Single-cell sequencing reveals psilocybin induces sustained cell-type specific plasticity in mouse medial prefrontal cortex

bioRxiv – January 08, 2025

Source: medRxiv/bioRxiv/arXiv

Summary

Psychedelics like psilocybin may offer new hope for treating psychiatric disorders. In a study using advanced sequencing techniques, researchers found that psilocybin significantly enhances neuroplasticity in specific neurons of the mouse brain's medial prefrontal cortex. This lasting change suggests a promising pathway for therapeutic applications.

Abstract

The ever-increasing burden of psychiatric disorders and limitations of current treatments have fueled enormous interest in the therapeutic potential of psychedelics. Yet how psychedelics, such as psilocybin, produce lasting therapeutic effects is unclear.

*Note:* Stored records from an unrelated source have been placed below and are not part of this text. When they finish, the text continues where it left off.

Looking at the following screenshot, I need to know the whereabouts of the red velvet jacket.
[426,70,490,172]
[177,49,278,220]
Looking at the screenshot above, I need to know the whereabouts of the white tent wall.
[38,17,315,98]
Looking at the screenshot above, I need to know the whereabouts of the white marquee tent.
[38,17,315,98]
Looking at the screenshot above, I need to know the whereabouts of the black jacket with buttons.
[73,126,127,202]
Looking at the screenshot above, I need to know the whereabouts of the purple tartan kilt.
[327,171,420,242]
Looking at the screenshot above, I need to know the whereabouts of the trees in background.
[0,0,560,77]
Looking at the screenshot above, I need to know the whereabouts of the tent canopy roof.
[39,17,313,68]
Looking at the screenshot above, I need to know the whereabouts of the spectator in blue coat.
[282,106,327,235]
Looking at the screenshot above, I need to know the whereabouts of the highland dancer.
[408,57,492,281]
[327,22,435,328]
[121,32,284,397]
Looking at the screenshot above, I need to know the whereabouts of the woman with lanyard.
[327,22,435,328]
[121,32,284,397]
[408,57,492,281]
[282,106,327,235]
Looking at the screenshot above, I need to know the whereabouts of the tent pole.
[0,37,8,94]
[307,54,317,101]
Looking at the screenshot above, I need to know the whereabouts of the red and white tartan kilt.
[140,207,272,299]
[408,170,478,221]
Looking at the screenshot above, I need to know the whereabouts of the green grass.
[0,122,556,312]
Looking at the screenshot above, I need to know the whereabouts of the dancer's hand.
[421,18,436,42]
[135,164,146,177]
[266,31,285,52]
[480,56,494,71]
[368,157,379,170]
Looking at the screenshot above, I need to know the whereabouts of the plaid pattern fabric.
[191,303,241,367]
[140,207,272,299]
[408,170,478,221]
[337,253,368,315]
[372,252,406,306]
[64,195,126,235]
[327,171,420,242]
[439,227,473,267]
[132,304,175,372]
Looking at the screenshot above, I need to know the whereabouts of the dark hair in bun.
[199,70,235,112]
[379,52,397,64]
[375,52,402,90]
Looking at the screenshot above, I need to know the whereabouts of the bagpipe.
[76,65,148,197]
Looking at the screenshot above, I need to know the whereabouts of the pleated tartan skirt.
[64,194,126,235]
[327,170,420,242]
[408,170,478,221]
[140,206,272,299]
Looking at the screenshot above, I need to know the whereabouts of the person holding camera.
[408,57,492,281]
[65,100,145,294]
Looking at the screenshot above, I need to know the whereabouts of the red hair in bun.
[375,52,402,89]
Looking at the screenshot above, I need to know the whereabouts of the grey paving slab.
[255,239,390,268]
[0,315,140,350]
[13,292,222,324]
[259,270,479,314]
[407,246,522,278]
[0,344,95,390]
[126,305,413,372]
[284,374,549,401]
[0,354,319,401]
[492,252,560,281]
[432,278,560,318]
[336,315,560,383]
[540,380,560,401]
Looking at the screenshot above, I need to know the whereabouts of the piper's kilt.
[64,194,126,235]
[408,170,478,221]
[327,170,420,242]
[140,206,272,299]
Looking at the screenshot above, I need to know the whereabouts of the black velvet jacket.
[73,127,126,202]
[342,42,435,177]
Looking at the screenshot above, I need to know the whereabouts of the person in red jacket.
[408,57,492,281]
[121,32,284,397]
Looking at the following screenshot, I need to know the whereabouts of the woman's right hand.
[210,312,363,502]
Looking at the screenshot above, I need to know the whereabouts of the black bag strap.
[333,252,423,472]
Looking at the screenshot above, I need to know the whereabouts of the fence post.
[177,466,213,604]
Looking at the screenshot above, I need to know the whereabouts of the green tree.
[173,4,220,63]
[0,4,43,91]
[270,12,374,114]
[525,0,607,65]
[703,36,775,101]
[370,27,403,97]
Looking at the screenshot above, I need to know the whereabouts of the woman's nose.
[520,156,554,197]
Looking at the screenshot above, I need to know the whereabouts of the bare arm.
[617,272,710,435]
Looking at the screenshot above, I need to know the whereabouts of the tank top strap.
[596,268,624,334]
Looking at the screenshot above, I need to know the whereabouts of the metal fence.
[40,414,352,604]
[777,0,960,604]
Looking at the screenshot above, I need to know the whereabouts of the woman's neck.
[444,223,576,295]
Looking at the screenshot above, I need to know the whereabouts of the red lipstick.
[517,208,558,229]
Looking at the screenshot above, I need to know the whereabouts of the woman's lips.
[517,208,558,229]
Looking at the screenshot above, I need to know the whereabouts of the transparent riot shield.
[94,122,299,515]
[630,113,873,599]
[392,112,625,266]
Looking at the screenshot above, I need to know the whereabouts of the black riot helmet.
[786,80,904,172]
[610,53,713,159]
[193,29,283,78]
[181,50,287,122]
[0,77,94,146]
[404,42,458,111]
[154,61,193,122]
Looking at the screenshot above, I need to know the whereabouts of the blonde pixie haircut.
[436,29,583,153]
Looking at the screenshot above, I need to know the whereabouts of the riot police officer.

Using scRNA-sequencing we identify a type of deep layer near projecting neuron that is most robustly regulated in the medial prefrontal cortex of female mice 24h after psilocybin. We show that this cell-type specificity does not align with 5-HT2A receptor expression but is consistent with the integrated signaling via cell-type specific 5-HT receptor co-expression patterns. Cell-cell communication reveals that psilocybin also broadly suppresses GABAergic inhibition. Ultimately, psilocybin induces plasticity-related genes in subsets of excitatory neurons suggesting that psilocybin induces sustained increases in neuroplasticity in the mouse mPFC. Our findings point to L5/6NP neurons as a key mediator of psilocybin’s neuroplastic effects.